Nipah Virus (NiV) came into limelight due to an outbreak in Kerala, India. NiV infection can cause severe respiratory and neurological problems with fatality rate of 40–70%. It is a public health concern and has the potential to become a global pandemic. Lack of treatment has forced the containment methods to be restricted to isolation and surveillance. WHO’s ‘R&D Blueprint list of priority diseases’ (2018) indicates that there is an urgent need for accelerated research & development for addressing NiV. In the quest for druglike NiV inhibitors (NVIs) a thorough literature search followed by systematic data curation was conducted. Rigorous data analysis was done with curated NVIs for prioritising curated compounds.

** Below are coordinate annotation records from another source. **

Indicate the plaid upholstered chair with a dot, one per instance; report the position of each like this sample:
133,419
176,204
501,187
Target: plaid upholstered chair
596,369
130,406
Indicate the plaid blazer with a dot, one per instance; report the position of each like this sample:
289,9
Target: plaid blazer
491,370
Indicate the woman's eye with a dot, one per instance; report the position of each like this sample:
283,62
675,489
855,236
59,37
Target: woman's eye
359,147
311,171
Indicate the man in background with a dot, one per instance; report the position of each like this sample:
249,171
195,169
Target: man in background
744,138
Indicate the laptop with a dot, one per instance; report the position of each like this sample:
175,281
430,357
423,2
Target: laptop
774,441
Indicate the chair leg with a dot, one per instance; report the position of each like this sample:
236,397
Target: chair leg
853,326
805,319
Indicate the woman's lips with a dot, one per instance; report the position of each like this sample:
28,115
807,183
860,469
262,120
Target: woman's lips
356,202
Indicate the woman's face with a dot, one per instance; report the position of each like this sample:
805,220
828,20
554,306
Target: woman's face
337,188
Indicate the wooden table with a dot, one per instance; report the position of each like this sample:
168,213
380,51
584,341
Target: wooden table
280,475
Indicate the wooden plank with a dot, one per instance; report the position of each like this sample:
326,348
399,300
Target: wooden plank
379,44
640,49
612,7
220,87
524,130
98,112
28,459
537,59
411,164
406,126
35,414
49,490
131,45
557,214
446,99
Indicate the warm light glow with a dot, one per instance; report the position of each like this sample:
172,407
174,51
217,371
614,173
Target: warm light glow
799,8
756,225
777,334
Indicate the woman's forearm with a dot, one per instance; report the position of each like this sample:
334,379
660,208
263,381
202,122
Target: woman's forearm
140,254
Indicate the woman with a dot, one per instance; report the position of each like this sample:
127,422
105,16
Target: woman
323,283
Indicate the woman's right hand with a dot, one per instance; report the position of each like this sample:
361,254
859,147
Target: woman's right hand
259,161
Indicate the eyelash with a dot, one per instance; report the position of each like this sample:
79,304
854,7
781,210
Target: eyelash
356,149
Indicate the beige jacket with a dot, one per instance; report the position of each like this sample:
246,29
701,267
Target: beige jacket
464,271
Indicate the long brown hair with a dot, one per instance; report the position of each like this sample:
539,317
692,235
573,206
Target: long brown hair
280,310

Our efforts led to the creation of Nipah Virus Inhibitor Knowledgebase (NVIK), a well-curated structured knowledgebase of 220 NVIs with 142 unique small molecule inhibitors. The reported IC50/EC50 values for some of these inhibitors are in the nanomolar range—as low as 0.47 nM. Of 142 unique small-molecule inhibitors, 124 (87.32%) compounds cleared the PAINS filter. The clustering analysis identified more than 90% of the NVIs as singletons signifying their diverse structural features. This diverse chemical space can be utilized in numerous ways to develop druglike anti-nipah molecules. Further, we prioritised top 10 NVIs, based on robustness of assays, physicochemical properties and their toxicity profiles. All the NVIs related information including their structures, physicochemical properties, similarity analysis with FDA approved drugs and other chemical libraries along with predicted ADMET profiles are freely accessible at https://datascience.imtech.res.in/anshu/nipah/. The NVIK has the provision to submit new inhibitors as and when reported by the community for further enhancement of the NVIs landscape.
Scientific contribution
The NVIK is a dedicated resource for NiV drug discovery containing manually curated NVIs. The NVIs are structurally mapped with known chemical space to identify their structural diversity and recommend strategies for chemical library expansion. Also, in NVIK a combined evidence-based strategy is used to prioritise these inhibitors.